When natural disasters strike, it’s inspiring to see people come together to help those in need. Answering the call to donate blood is a great way to support those in need. January is Blood Donor Month, a reminder to consider a donation if you are healthy and eligible.
Those who live with arthritis or a similar type of joint pain may have questions about donating blood. Is it possible? Will donation centers allow it? Once upon a time, patients with rheumatoid arthritis were forbidden to give blood, but after research concluded that RA autoantibodies could not be transmitted to others through transfusion, the ban was lifted. (Source) If you wish to help your community in this capacity, it may be possible provided the following:
- You are not currently experiencing an arthritic flare-up or illness that prevents a donation.
- You are currently taking a medication for joint pain that makes you ineligible for donation. In some cases, you may need to wait an extended period of time after you finish the meds.

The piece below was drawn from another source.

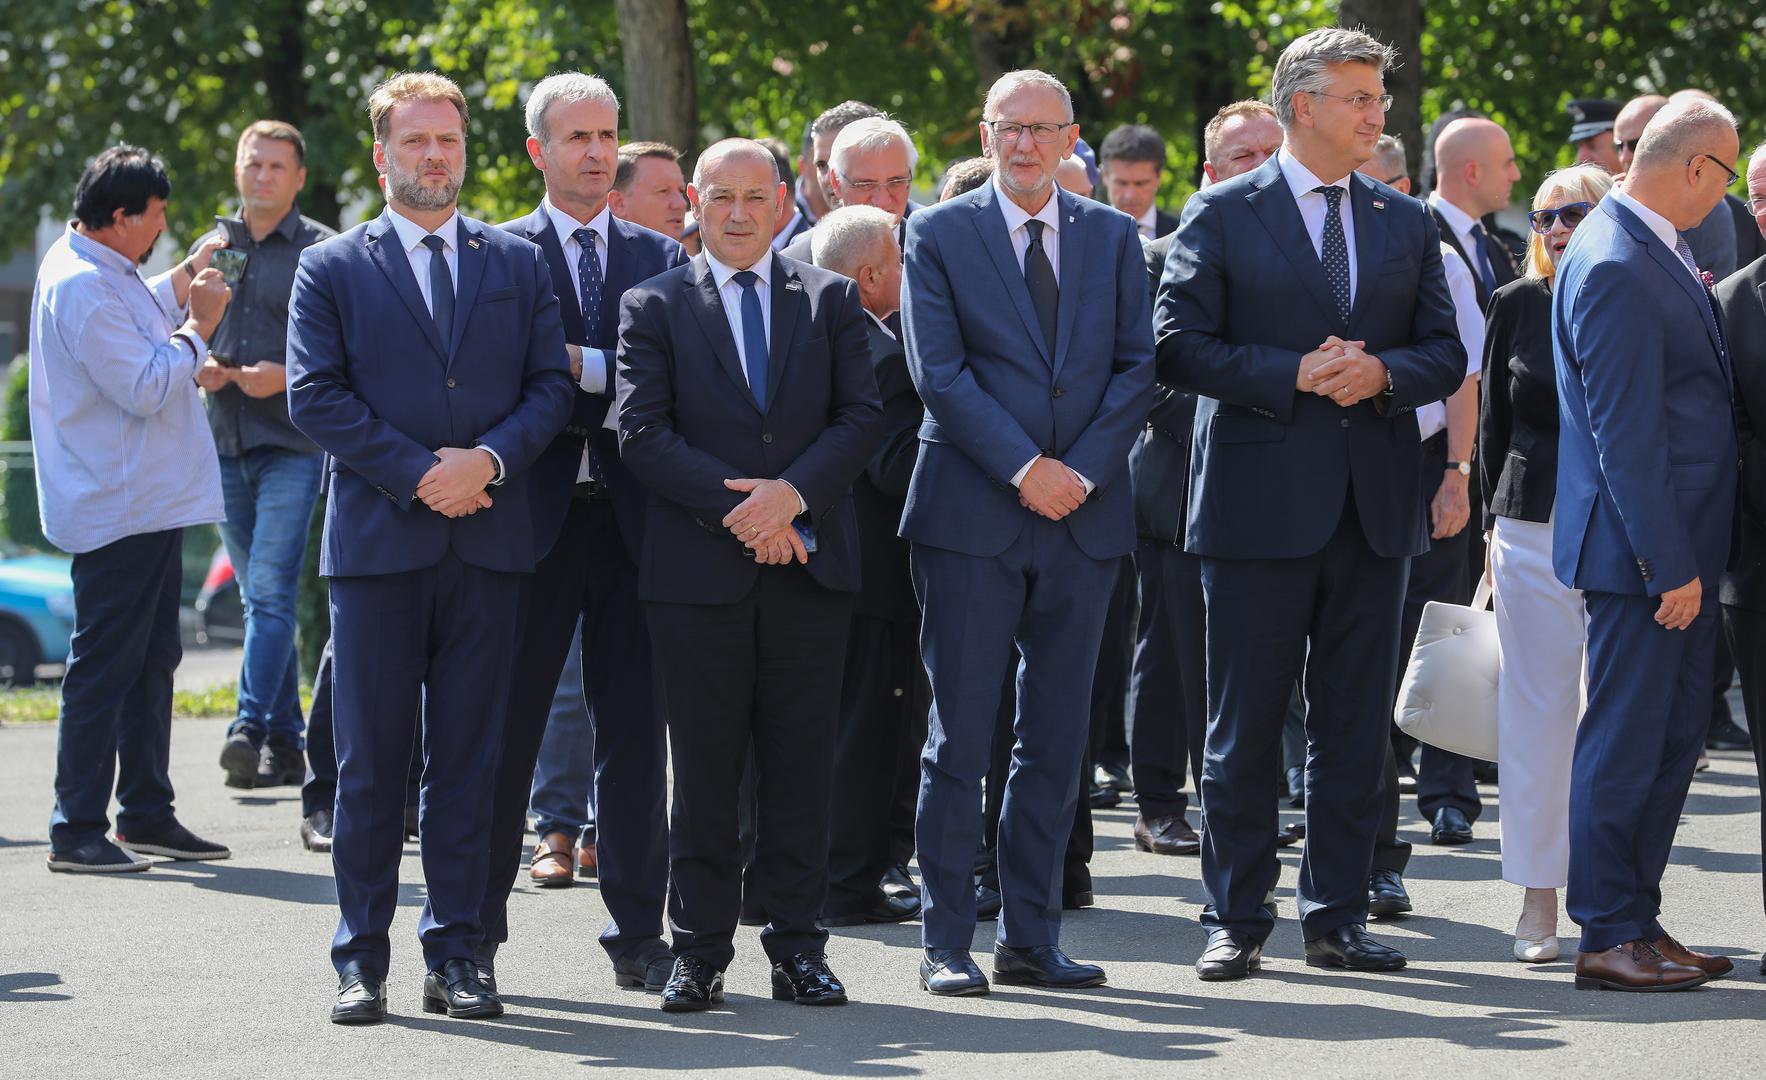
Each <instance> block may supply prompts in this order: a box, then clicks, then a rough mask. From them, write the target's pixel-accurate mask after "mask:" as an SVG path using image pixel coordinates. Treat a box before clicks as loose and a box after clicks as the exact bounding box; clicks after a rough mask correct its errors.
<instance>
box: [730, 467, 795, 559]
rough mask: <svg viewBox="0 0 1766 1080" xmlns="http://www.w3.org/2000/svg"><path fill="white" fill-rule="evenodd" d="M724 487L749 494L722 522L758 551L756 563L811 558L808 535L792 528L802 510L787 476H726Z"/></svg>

- You have not been diagnosed with a separate illness (e.g. HIV/AIDS, certain types of cancers) that would disqualify you from donating.
If you are uncertain about your eligibility, your orthopaedic doctor can advise you.
If you are cleared to give and this is your first time donating, keep in mind a few tips to ensure your continued comfort through the process:
- Hydrate well the day before your donation to keep up your energy and to keep your joints flexible.
- Add iron-rich foods like spinach and turkey to your diet beforehand. Blood with iron deficiencies may not be accepted.
- Ask a friend or relative to accompany you if possible so you do not have to drive.
- Hydrate with water over the next 24 hours after you donate so you do not experience any side effects.